Del Rio Sector Border Patrol Chief Raul Ortiz speaks to Val Verde County Commissioners Court members and a group of about 60 residents of Del Rio and Val Verde County during Wednesday’s meeting on the ongoing immigrant crisis.

The region’s top Border Patrol official said Wednesday the current influx of asylum-seeking immigrants is likely to continue for at least another 18 months.

County Judge Lewis G. Owens Jr. asked Del Rio Sector Chief Patrol Agent Raul Ortiz to speak about the immigrant situation during Wednesday’s meeting of Val Verde County Commissioners Court at the Del Rio Civic Center.

Before Ortiz began speaking, Owens said, “One of the main concerns that I’m hearing is if we help, we’re going to end up getting more people. That’s not the case, or is it?”

Ortiz thanked the court for giving him the opportunity to speak.

“What we anticipate is going to continue to happen, at least through the foreseeable future, at least until, potentially, until there is some sort of congressional fix or a remedy that happens outside of probably all of our control,” Ortiz said.

“I will tell you this (Border Patrol) sector seen a dramatic increase in the amount of traffic. Right now, we’re averaging 254 apprehensions a day, and to date, we’ve apprehended 34,000 people already in this sector. That’s a 218 percent increase over where we were last year,” the chief added.

He emphasized the only persons being released in Del Rio are members of family units – a man and a woman with a child or a single man or single woman with a child.

He noted family units make up about 18,000 of the 34,000 persons apprehended in the sector so far this year.

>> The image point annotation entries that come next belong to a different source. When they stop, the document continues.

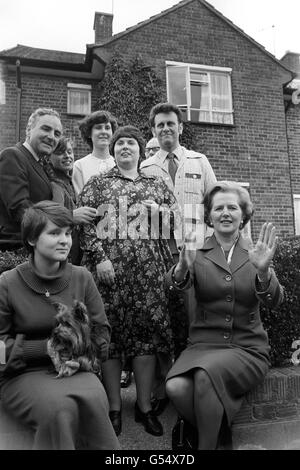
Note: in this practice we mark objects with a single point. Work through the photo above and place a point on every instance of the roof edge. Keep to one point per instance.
(209, 7)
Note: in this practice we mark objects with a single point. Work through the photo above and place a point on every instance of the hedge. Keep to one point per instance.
(282, 323)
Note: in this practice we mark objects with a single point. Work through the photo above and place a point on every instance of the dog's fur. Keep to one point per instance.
(73, 339)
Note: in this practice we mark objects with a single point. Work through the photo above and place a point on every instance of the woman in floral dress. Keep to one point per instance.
(126, 249)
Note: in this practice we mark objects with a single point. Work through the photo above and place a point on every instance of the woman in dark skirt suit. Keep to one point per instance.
(228, 351)
(71, 411)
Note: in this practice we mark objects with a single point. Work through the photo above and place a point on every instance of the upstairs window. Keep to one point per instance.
(203, 93)
(79, 99)
(297, 213)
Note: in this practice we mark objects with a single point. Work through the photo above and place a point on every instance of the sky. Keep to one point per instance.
(67, 25)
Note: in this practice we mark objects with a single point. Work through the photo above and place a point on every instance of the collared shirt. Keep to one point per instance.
(193, 177)
(30, 149)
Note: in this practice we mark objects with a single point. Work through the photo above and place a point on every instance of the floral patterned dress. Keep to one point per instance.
(137, 246)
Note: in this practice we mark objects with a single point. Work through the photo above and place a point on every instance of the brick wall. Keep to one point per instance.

“Historically, we were able to hold a lot of those family units, but we’ve seen increases across the entire southwest border, from San Diego all the way down to the mouth of the Rio Grande in Brownsville. Every sector is up,” Ortiz said.

He said there are not enough beds to accommodate all of the persons being detained.

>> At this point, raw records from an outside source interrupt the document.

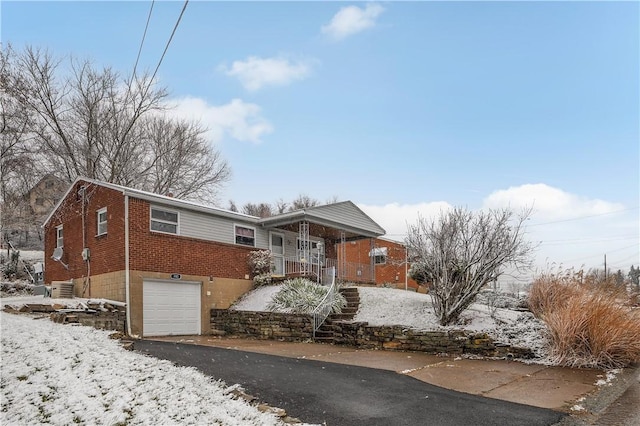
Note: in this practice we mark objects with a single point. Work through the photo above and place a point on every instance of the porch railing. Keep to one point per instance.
(344, 271)
(322, 311)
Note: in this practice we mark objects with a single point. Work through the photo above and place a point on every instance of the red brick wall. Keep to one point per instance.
(391, 272)
(106, 251)
(149, 251)
(153, 251)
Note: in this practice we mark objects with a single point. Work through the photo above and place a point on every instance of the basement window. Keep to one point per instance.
(379, 255)
(164, 220)
(59, 237)
(245, 236)
(102, 221)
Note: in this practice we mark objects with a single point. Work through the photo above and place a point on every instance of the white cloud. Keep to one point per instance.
(572, 230)
(351, 20)
(237, 119)
(255, 73)
(395, 217)
(549, 203)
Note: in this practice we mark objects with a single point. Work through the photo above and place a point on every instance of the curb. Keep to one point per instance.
(599, 400)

“We’ve got 51,000 people in custody right now across the nation that represent family units and other adults, and Congress has not funded ICE beyond the number of beds that they have right now, so that forces the Border Patrol to process the individuals we apprehend as quickly as we possibly can, and get them released, so they can get to their final destination and wait for an immigration hearing,” he said.

Ortiz said he has the space to house about 865 detainees in the Del Rio Sector, which stretches from Carrizo Springs to Comstock and northwest to Abilene.

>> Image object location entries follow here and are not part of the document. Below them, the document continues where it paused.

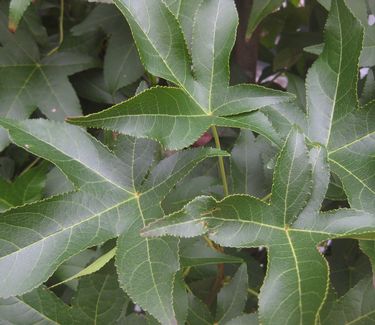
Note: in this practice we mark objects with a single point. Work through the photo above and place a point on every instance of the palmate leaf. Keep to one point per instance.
(121, 62)
(113, 199)
(290, 227)
(16, 10)
(29, 81)
(357, 306)
(334, 116)
(177, 117)
(27, 188)
(361, 10)
(40, 306)
(259, 10)
(99, 299)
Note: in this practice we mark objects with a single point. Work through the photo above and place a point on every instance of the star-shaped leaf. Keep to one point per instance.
(121, 62)
(357, 306)
(291, 227)
(113, 198)
(39, 306)
(29, 80)
(334, 116)
(26, 188)
(177, 117)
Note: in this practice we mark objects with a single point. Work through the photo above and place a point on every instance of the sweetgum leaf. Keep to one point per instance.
(121, 61)
(26, 188)
(177, 117)
(259, 10)
(290, 227)
(38, 306)
(29, 80)
(334, 117)
(99, 299)
(109, 202)
(16, 10)
(232, 298)
(361, 10)
(357, 306)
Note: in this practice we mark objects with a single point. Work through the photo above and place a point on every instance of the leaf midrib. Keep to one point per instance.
(96, 215)
(68, 156)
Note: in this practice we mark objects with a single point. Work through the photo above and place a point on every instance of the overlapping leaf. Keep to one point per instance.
(334, 116)
(29, 81)
(113, 199)
(259, 10)
(177, 117)
(99, 300)
(290, 227)
(39, 306)
(26, 188)
(121, 62)
(361, 10)
(355, 307)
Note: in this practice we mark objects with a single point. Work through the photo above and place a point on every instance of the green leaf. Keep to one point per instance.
(27, 188)
(99, 299)
(109, 188)
(74, 265)
(245, 319)
(348, 265)
(121, 62)
(170, 117)
(194, 252)
(361, 11)
(290, 227)
(198, 312)
(248, 172)
(38, 306)
(92, 268)
(331, 81)
(368, 93)
(29, 80)
(259, 10)
(334, 117)
(177, 117)
(232, 298)
(16, 10)
(356, 307)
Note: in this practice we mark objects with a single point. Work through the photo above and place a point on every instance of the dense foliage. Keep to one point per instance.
(187, 162)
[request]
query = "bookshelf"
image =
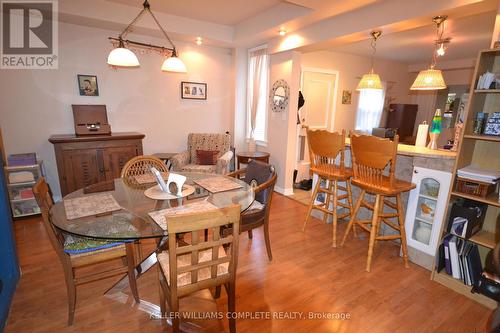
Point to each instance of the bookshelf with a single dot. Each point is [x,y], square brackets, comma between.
[21,196]
[482,151]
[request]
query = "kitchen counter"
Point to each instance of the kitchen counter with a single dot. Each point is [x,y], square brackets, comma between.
[414,151]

“I’m at 1,100, almost 1,200 people in custody. I’ve established three tents in Eagle Pass to help me with that capacity... but even that is not going to be enough,” Ortiz said.

“When we initially had this conversation a couple of months ago, I told the team that it would be in the community’s best interest to be able to transition these folks out of here as quickly as you possibly can because the last thing you want is for people with limited means to be able to start homesteading in these border communities,” Ortiz said.

“Our goal has always been to facilitate apprehension, process and removal or transition to a point where they have family members or some sort of support system, and they don’t become a burden on communities, especially along the southwest border,” the chief added.

He told the court and audience, “The numbers are not going to stop ... But I do expect us to see an increase in traffic ... We expect at least for the next 18 months we’re going to be dealing with numbers (like) what we’re dealing with now.”

Ortiz said the Border Patrol here will be initiating a medical contract at the end of the month to facilitate medical screening of immigrants.

Ortiz also warned that June and July historically are the sector’s busiest months.